RE: Walkera/Dragonfly/Esky 4ch transmitter/receiver technical review.
I really do not think that ZH tx is 8 channels as you described. It's also confusing to describe 78P458 as 8 bit but with 10 bit resolution since 8 bit processor can by definition only have 8 bit resolution. I've not look up the specs for the 78P458, but I suspect it is 8 i/o lines with 10 bit A/D and D/A resolution from your description.
The main control chip (The 78P458) has 8 analogue inputs. Four of these go to the gimbals. Four go to the top four dipswitches. So much for using the extra channels.
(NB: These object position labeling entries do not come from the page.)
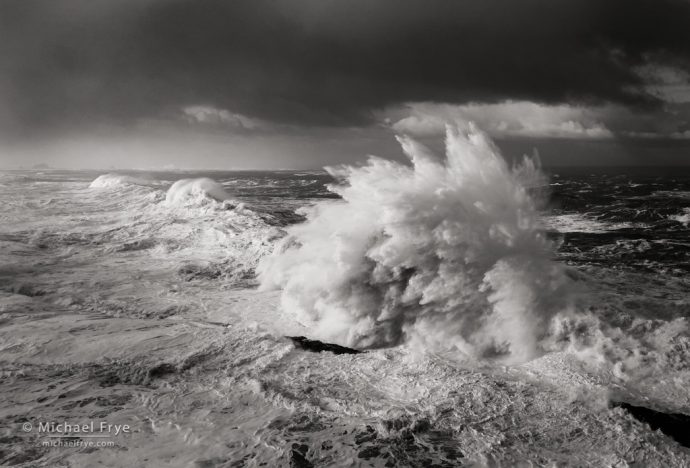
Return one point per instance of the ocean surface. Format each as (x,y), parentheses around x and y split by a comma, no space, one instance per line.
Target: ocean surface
(507,319)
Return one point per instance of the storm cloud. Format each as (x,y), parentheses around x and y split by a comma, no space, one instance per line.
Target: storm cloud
(324,62)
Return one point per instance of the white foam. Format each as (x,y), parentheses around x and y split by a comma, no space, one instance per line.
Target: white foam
(682,218)
(444,255)
(194,190)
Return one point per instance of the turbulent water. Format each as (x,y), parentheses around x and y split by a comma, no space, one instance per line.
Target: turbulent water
(508,317)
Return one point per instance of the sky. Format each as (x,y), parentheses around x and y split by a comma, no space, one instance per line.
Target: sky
(242,84)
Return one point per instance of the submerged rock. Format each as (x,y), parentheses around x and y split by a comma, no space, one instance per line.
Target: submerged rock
(317,346)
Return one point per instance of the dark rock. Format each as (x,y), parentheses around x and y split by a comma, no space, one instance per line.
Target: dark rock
(317,346)
(674,425)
Again this is just i/o, not channels. The 4 that goes to the switches are just settings that tell the 78P458 how to response/process/what program to run etc, they are not channels. The 4 that goes to the gimbals are A/D converters. The chip reads all 8 i/os and outputs all the info on 1 line only. That is it outputs the data for the 4 channels into 1 line since the info are transmitted in a time based format. This line is also connected to the simulator output. So an easy way to determine how many channels the tx transmittes, hook it up to FMS. My tx that came with walkera is 4 channels even though it looks just like the one for the 22A but has 2 push buttoms instead of toggles. My esky is 5 channels even thought it's advertised as 6. The toggle switchs here do not control additional channels, they just change how the stick responses.
Also the 78 and 36/40 etc tx/rx all work on the same principle. All the info is down converted to 755khz if I recall correctly before it is processed by the rx. Dual conversion would do 2 conversions to IF (intermediate frequency), sinle conversion does it once. But all of them ends up at a final frequency which is in the kilo hertz range.